Her skirts drew close around her legs with every rushed step, and her gloves clung uncomfortably as she dodged another stranger pushing past. She despised the way people pressed too near, their voices rising into one cacophonous roar that made her temples throb.
Tonight, though, she had no choice.
The carriage could only get her so far before the throng became unbearable even for the horses. Running late to meet Adam—again, no less—she had hurried on foot through the swelling tide of revelers gathering for the balloon ascension.
By the time she caught sight of the Crescent Pavilion Hotel, her breath came in quick pulls, her chest too tight with worry.
It wasn’t like her to be tardy, though these delays seemed cruelly ironic given how much this evening mattered.

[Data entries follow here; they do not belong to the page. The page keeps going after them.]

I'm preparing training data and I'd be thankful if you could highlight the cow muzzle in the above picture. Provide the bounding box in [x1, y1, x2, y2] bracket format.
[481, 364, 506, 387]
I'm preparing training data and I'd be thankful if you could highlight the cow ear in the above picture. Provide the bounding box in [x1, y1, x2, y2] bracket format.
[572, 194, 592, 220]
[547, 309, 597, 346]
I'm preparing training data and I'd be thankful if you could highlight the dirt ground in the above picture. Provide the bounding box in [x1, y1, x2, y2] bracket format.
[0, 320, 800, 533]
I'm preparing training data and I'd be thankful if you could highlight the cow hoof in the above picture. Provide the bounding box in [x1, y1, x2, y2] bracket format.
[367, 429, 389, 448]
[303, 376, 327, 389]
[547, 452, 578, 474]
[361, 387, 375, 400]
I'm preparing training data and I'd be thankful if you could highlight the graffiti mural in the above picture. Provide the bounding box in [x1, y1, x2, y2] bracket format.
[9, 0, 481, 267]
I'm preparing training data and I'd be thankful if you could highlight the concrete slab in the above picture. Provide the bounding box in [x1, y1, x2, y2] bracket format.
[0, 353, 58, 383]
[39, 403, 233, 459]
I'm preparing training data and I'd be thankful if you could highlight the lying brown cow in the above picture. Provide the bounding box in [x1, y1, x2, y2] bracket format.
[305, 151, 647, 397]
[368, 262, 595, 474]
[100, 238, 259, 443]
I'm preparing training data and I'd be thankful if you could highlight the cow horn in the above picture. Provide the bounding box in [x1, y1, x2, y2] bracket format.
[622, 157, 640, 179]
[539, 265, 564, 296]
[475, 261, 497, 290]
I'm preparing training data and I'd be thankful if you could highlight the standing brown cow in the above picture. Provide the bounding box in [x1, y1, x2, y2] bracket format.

Adam had been such a gentleman to send a carriage.
However presumptuous it might have been.
And yet, here she was, scrabbling to reach him because she was late.
Her heart leapt when she saw him—or, at least, she thought it was him.
He stood across the street, sharp even in profile, the set of his jaw unmistakable.
The faint tilt to his head was familiar, though the slightly crooked top hat gave her pause, odd in its imperfection.
Adam rarely looked unkempt. And she didn’t quite know why her breath hitched as his tall frame began moving purposefully through the shifting crowd.
His broad shoulders cut a clear path, his coat emphasizing the rigid determination in his gait.
But… why was he leaving the hotel?
She frowned. They were supposed to meet there, right?
Had something gone wrong? Was there something urgent that needed his attention?
Her fingers clutched at the folds of her cloak as a flicker of worry pricked her thoughts.
She stole another glance at the rooftop, but she couldn’t glimpse anything.
Whatever had drawn him away, she couldn’t just let him be swept into the festival without a word.
Charlene squared her shoulders and pushed forward, weaving through the crowd. Her boots scuffed against the dirt path, and twice she stumbled as someone stepped into her way. She pushed past the person.